The grant was part of the Prevalence Reduction Innovation Forum sponsored by the State Department and overseen by the University of Georgia, which awarded grants to six teams of researchers to try different methods of estimating the prevalence of sex and labor trafficking in countries where a clear problem had been identified.

Zhang says Tunisia is ripe for evaluation and intervention. In the past few years, it has passed anti-trafficking legislation and a law regulating hours, pay and working conditions for domestic servants. It has a national anti-trafficking commission, and several nongovernmental organizations also do rescue work and advocate for victims of sex and labor trafficking.

But despite a growing number of arrests for violating the new trafficking and labor laws, no prosecutions have resulted, Zhang says.

“There have been more than 800 arrests, but not a single prosecution,” he says. “People don’t think it’s a crime; they think it’s just bad, unscrupulous employers taking advantage of immigrants” from West Africa.

While the original grants aimed to assess how widespread the problem was in various countries, researchers and the State Department wanted to do more. They decided to try various interventions aimed at reducing sex and labor trafficking, and then do follow-up testing to see if the interventions worked.

“The State Department gives out tons of funding to help combat human trafficking and forced labor, but most of the programs getting these grants weren’t evaluated in the past,” Zhang says. “Now, the State Department wants to know the impact of this funding around the world.”

The State Department’s Office to Monitor and Combat Trafficking in Persons invited each group of researchers to propose interventions and apply for additional funding. Zhang and Assoc. Prof. Jason Rydberg, co-director of the university’s Center for Program Evaluation, recently received an End Modern Slavery Award of $1.46 million to carry out interventions with Tunisian partner Avocats Sans Frontieres (Lawyers Without Borders).

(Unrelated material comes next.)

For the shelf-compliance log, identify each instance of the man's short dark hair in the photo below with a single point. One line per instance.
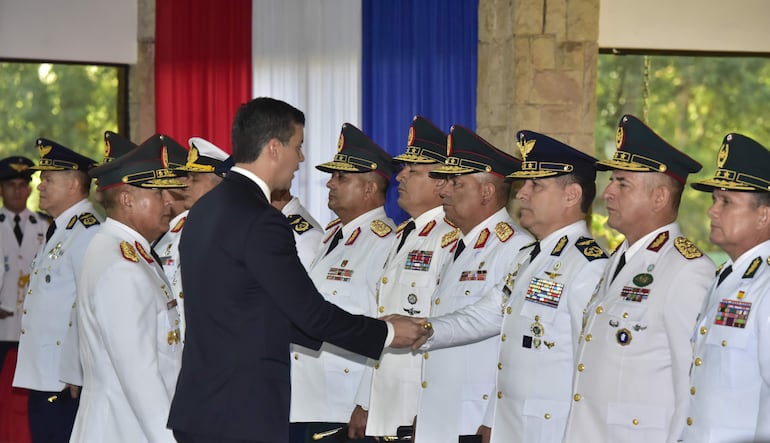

Rydberg, an expert on estimation research and methods, says the researchers are developing a survey for domestic servants, most of whom are women and children. Then, the Tunisian Association of Democratic Women will seek out places where servants congregate – such as bus stops, markets, parks and fairgrounds – to interview them about working conditions, restrictions on their movements and other forms of abuse.

The main intervention the team plans to try is based on the theory of deterrence, Zhang says. Avocats Sans Frontieres will seek out high-profile cases with multiple victims, file big-money civil lawsuits against the employers, and use social media to publicize the lawsuits as widely as possible. The “fear factor” is usually an effective deterrent, Zhang says. 

Rydberg says the researchers also will try to figure out the barriers to criminal prosecution. Avocats Sans Frontieres can pass along evidence to prosecutors, and the grant can be used to address other obstacles, such as providing training to prosecutors and reaching out to potential victims.

One suspected barrier is that an estimated 85% of domestic servants in Tunisia come from West African countries, predominantly Ivory Coast. Although many enter the country legally, it is nearly impossible for them to obtain work permits – and if authorities discover they’ve overstayed their visas to work illegally, they can face large fines, Zhang says. 

That makes immigrant workers especially vulnerable to abuse and may make them afraid to seek help, he says. Even when they do seek help and an organization like Avocats Sans Frontieres brings a civil suit against an employer on their behalf, often the employer walks away with only a small fine. 

The research team’s goal is for Avocats Sans Frontieres to publicize particularly egregious cases, while working with authorities to make sure the victims are protected.

“If we win some civil lawsuits and publicize them, it will send shock waves through the community. People will realize there are costs to violating the laws, in finances and reputation,” Zhang says. “We think fear of liability will improve the domestic labor market.” 

And even one successful criminal prosecution of an employer, resulting in prison time, would be a major deterrent, he says.

“We hope we can get prosecutors in Tunisia to break their zero record,” he says. “Hopefully, that will make employers more careful.”